Courtesy of Swimming Canada  GRAND CAYMAN, Cayman Islands – Two new champions were crowned and two newcomers earned spots on Team Canada as the first ever Canadian Open Water Swimming Trials were held on Grand Cayman Saturday.

A field of 18 Canadian swimmers (nine men, nine women) entered the Caribbean Sea right in front of Cayman Islands Governor Martyn Roper’s house on Governors Beach. They made six clockwise laps of the 1 2/3-km course to complete the 10-km marathon.

After national team incumbents Hau-Li Fan and Eric Hedlin exchanged the lead for most of the men’s 10-km race, Jon McKay of UVic-Pacific Coast Swimming made his move on the final lap and held on for the win.

I knew Eric and Hau-Li have a lot of back end speed. I just wanted to make sure that I got out ahead and had a good finish there, which I was able to do,McKay said. “I was definitely like, 500 more metres, I would have been toast. They were gunning me down and I was just trying to do it for the lads.”

McKay earned his first ever senior A national team spot for this summer’s FINA World Championships and Pan American Games. Fan, who represents UBC Thunderbird Swim Club, finished 1.4 seconds behind to secure the second spot on the FINA worlds team.

“Coming into the last 100 metres into the finish I knew I had a good chance of still making the team, so I just sprinted,” Fan said. “It’s good I made the team but I wanted to swim that race like I wanted to win from start to finish. Going to worlds it’s going to be a really deep field and if I want to be Top 10 you’ve got to be at the front from start to finish. I’ve still got a little bit of work to do.”

McKay’s UVic-PCS teammate Eric Hedlin came third, followed by Raben Dommann of Chena Swim Club. Hedlin and Dommann  will swim the 5-km at worlds, while Dommann also earned a nomination to Pan Ams

Meanwhile, 19-year-old Toronto native Kate Sanderson, who made her national team debut last year, raised the bar by leading start to finish, winning the women’s race by more than a minute. Sanderson made her move on Lap 4 as the men passed the women’s pack.

“I was leading most of the race and quite a few of us were swimming in a line. I felt like if I did that the whole race I might not have as much in the tank at the end,” Sanderson said “I knew that if I got a draft, even if it was for like 20 or 30 seconds, that the girls would break up because the guys would trample over them and you can’t really tell who’s who. I got quite a good draft so that kind of made the difference on the fourth lap.”
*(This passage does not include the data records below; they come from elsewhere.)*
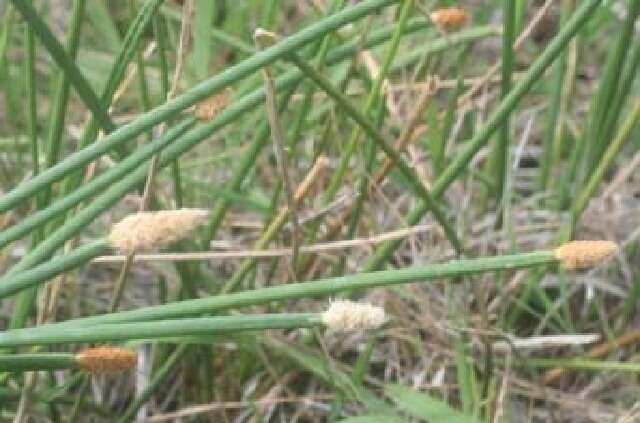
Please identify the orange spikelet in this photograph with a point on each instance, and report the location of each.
(211, 107)
(146, 231)
(576, 255)
(106, 359)
(450, 18)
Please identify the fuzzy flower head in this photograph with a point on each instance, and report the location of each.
(145, 231)
(450, 18)
(577, 255)
(344, 315)
(101, 360)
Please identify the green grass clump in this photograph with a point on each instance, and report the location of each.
(438, 170)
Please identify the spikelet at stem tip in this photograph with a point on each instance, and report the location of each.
(348, 315)
(106, 359)
(576, 255)
(450, 18)
(145, 231)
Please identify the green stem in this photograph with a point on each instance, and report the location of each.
(457, 167)
(36, 362)
(501, 151)
(604, 164)
(201, 91)
(63, 60)
(323, 287)
(201, 326)
(90, 153)
(372, 132)
(11, 284)
(86, 191)
(158, 378)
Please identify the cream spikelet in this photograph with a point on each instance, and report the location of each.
(348, 315)
(450, 18)
(146, 231)
(211, 107)
(576, 255)
(106, 359)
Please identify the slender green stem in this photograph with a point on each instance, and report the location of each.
(170, 153)
(554, 108)
(201, 91)
(31, 89)
(86, 191)
(36, 361)
(501, 151)
(63, 60)
(393, 155)
(323, 287)
(582, 364)
(457, 167)
(200, 326)
(158, 378)
(63, 85)
(90, 153)
(605, 163)
(608, 90)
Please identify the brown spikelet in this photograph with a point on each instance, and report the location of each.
(145, 231)
(106, 359)
(211, 107)
(584, 254)
(450, 18)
Chantel Jeffrey of Victoria’s Island Swimming held off national team veteran Stephanie Horner for the second spot on the senior teams, finishing 3.8 seconds ahead of three-time Olympian. The 17-year-old will join McKay in making her national team debut this summer.

“It’s awesome, it’s everything I could have asked for,” Jeffrey said. “I felt really strong and we started to pick up pace but it wasn’t too fast, we weren’t sprinting. By the last, about four buoys, I just kind of picked up pace. I could see the other girls beside me. On the last one I just kind of bolted it. I knew I had the speed.”

The 10-km at worlds represents the first opportunity to clinch a spot at the Tokyo 2020 Olympic Games, and the 5-km serves as a qualifier for the World Beach Games being held in San Diego, Calif., in October.

It was Canada’s first ever Open Water Trials. In the past, Canada has selected its open water teams based on performances at another country or organization’s event, typically later in the year.